Welcome to chemistry at Columbia Basin College! I am excited to share my passion for chemistry with students of all backgrounds as they develop their knowledge of chemical principles and the enormous impact they have on our world. Whether you plan to major in the health sciences, engineering, or one of the fundamental sciences, you will find that chemistry is a central theme in your education and career. Through chemistry we can begin to understand the grand challenges we face on this planet (such as climate change, food/water scarcity, human health, and energy) and develop innovative solutions to these challenges.
My passion for education and chemistry grew from exceptional middle school math and high school chemistry teachers, and from that point I was dedicated to becoming a high school chemistry teacher. I earned my Bachelor of Science degree in Chemistry Education from the University of Wisconsin-Madison in 2008, but just before completing this degree I started working in a research lab on campus and realized that I wanted to pursue scientific research further. I continued at the University of Wisconsin to complete my Master of Science degree in Soil Science in 2010, where the research for my thesis focused on the synthesis, detection, and application of phosphate ion labeled with the 18O isotope. After completing this degree my wife and I moved to Colorado, where I taught high school chemistry (and played in the mountains).

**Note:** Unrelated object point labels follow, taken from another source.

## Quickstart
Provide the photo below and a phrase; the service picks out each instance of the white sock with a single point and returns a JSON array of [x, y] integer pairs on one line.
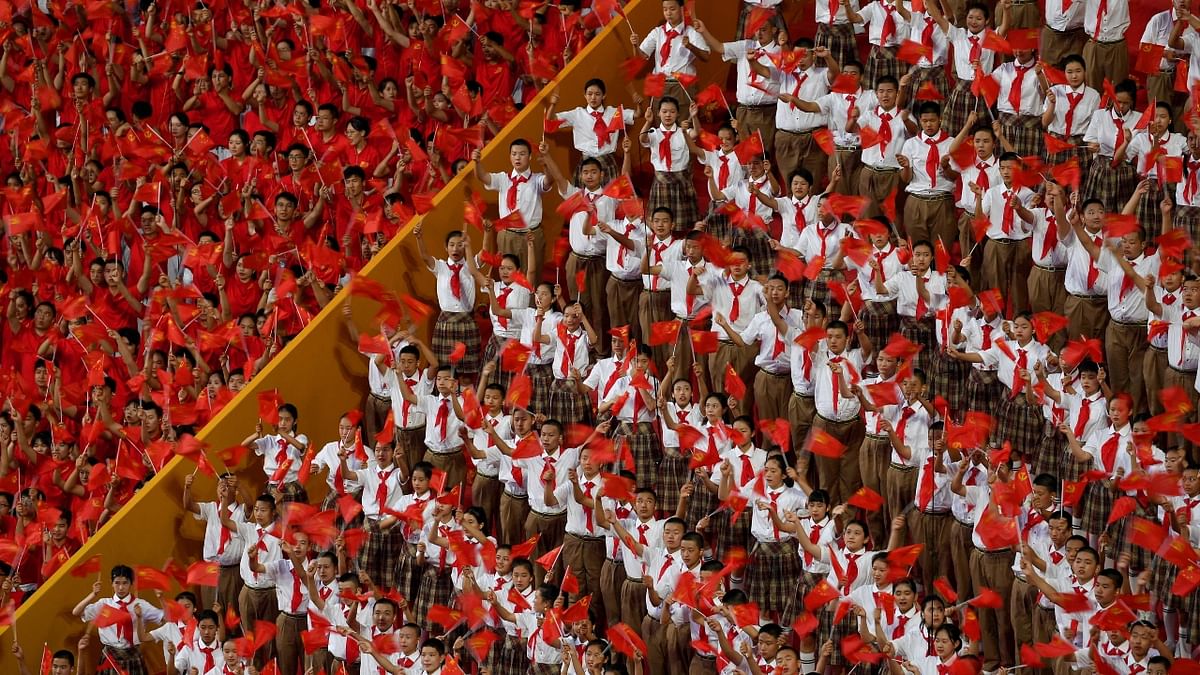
[[1171, 626]]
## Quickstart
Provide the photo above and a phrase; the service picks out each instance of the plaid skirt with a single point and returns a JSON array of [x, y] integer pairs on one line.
[[819, 291], [543, 380], [837, 632], [949, 381], [672, 475], [757, 242], [381, 551], [921, 333], [567, 404], [1095, 507], [984, 392], [701, 503], [958, 108], [1080, 153], [882, 61], [453, 328], [935, 75], [609, 169], [881, 321], [437, 587], [294, 491], [839, 39], [508, 657], [130, 661], [1053, 454], [645, 446], [1149, 215], [1111, 185], [772, 575], [736, 535], [1020, 423], [408, 572], [675, 191], [1024, 132]]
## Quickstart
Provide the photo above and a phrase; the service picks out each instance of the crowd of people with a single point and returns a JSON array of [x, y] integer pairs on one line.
[[885, 359]]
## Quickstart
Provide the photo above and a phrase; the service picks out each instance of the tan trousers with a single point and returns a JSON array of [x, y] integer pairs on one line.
[[1105, 60], [877, 184], [929, 217], [514, 512], [935, 531], [454, 464], [1086, 316], [622, 299], [799, 150], [994, 569], [771, 395], [1125, 358], [1006, 266], [757, 119], [593, 297], [1057, 45], [509, 242], [840, 476]]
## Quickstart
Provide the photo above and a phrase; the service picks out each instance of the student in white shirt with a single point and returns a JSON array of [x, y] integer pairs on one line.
[[282, 453], [672, 47], [671, 147], [592, 129], [521, 190], [456, 298], [220, 544]]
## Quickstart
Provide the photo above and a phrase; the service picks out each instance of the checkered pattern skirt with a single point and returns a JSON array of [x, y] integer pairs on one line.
[[437, 587], [1053, 458], [1111, 185], [735, 535], [609, 169], [921, 333], [949, 380], [508, 657], [676, 191], [935, 75], [1024, 132], [379, 553], [453, 328], [1095, 507], [701, 503], [881, 321], [1019, 423], [645, 446], [757, 242], [1080, 153], [408, 571], [772, 575], [839, 39], [567, 404], [984, 392], [880, 63], [958, 108], [543, 380], [819, 291], [130, 661], [670, 478], [837, 632], [1149, 214]]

While I loved my job (and playing in the mountains), my continued desire to pursue scientific research led me to return to school (again at the University of Wisconsin – go Badgers!) to earn my Doctor of Philosophy degree in Environmental Chemistry and Technology in 2016. The research for my thesis focused on studying the interactions between nanoparticles and cellular membranes in an attempt to understand potentially toxic effects of nanoparticles. My wife and I moved to the Tri-Cities in 2015, prior to completing this degree, so that I could conduct research at the Pacific Northwest National Laboratory (PNNL) using super-resolution fluorescence microscopes (they are as fancy as they sound). Following my Ph.D. I continued at PNNL as a postdoctoral research fellow, but knew that I ultimately wanted to become a professor at a community college to bring together my love of teaching and research. My career dream became a reality in 2017 when I joined the faculty at Columbia Basin College.